Um professor
15/10/2020 2023-03-07 14:59Um professor

Um professor
Nos tempos de escola, nunca senti verdadeiramente o risco de ser reprovado. Quando de vez em quando vinha uma nota baixa, eu sabia que uma estudadinha a mais já bastava, e todo o resto convergiria para que eu não reprovasse.
Já na faculdade foi diferente: tirei um zero logo de cara. E, pior, não via perspectiva alguma de as coisas melhorarem.
Não foi só eu. Da turma de vinte e cinco alunos, somente dois não tiraram nota baixa.
A insatisfação foi geral. Achamos um absurdo uma prova de tamanha dificuldade. Reunimo-nos cheios de razão para falar com o professor e exigir que a prova fosse anulada. Eu tinha certeza de que teríamos êxito, tamanha a mobilização que havíamos organizado.

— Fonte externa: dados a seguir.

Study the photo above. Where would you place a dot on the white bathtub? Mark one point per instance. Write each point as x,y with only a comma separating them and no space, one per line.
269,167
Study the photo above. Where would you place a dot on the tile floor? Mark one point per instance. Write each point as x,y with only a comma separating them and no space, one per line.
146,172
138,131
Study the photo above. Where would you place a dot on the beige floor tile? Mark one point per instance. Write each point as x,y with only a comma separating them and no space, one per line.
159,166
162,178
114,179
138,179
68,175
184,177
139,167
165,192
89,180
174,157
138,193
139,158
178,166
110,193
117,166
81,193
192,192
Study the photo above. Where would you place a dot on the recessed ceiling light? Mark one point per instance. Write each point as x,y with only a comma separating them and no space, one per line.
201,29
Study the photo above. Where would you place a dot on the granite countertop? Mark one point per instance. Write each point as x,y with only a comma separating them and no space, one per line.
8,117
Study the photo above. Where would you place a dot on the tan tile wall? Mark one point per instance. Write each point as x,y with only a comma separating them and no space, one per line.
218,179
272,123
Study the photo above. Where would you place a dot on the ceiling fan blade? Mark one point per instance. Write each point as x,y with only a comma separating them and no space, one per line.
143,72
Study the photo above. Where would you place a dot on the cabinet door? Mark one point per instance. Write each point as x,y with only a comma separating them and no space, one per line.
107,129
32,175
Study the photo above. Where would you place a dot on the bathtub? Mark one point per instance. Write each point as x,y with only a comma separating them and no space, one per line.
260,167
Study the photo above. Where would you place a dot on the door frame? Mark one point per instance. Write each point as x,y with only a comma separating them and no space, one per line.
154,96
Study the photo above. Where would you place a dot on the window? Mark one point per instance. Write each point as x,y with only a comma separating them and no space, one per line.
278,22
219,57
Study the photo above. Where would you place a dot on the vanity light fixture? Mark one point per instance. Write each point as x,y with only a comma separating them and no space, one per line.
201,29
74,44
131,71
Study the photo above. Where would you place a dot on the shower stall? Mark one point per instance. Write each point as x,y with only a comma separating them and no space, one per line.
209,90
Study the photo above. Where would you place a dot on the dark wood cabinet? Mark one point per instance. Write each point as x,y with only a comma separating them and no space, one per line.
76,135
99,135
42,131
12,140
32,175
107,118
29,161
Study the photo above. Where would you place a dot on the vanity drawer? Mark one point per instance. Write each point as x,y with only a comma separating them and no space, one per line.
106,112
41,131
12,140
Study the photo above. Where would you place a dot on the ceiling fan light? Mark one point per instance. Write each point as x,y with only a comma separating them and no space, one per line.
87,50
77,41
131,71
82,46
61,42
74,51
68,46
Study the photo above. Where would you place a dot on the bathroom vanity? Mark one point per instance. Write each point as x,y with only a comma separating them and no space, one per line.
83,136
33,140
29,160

Para minha surpresa, porém, o professor foi irredutível. Não cedeu, não demonstrou um pingo de comoção, sequer. Ressaltou, inclusive, que as provas seguintes não seriam mais fáceis. Pelo contrário, faria questão de que a dificuldade aumentasse.
Fiquei revoltado. Considerei o professor insensível e autoritário. Até então, toda mobilização coletiva que eu havia presenciado havia dado algum resultado. Mas, ali, não houve jeito. Não havia mais com quem nem onde reclamar. Ainda sem entender aquele desfecho desfavorável, fui seguindo, entre ressentido e revoltado, a única saída que então se apresentava: estudar.
Não foi fácil. Mal acostumado com uma formação onde tudo conspirava pelo aluno, descobri que, apesar de até então ser considerado um bom estudante, eu não sabia estudar.
Se o conteúdo por si só já era bem complicado, as reações internas contra o professor, frutos de uma inércia enraizada, dificultava ainda mais meu trabalho. Mas à medida em que fui avançando no estudo, noite após noite, madrugada a madrugada, as reações foram se dissipando, e o conteúdo — sabe-se lá como! — foi sendo assimilado.
Mais instrutivo que qualquer trote de faculdade, aquela verdadeira prova fez com que eu me tornasse um aluno melhor, descobrindo uma capacidade de aprender que eu ignorava.
Hoje já compreendo também que a experiência teria sido menos dolorosa e mais bem aproveitada se, ao invés de ter resistido à dificuldade e buscado amparo na média, a qual eu e os alunos representávamos, eu houvesse me inspirado no professor, o “outlier”, que, afinal, tinha o conhecimento porque, antes, já havia feito o esforço que eu não queria realizar.
Neste dia do mestre, obrigado, professor, pelo zero a que sou tão caro.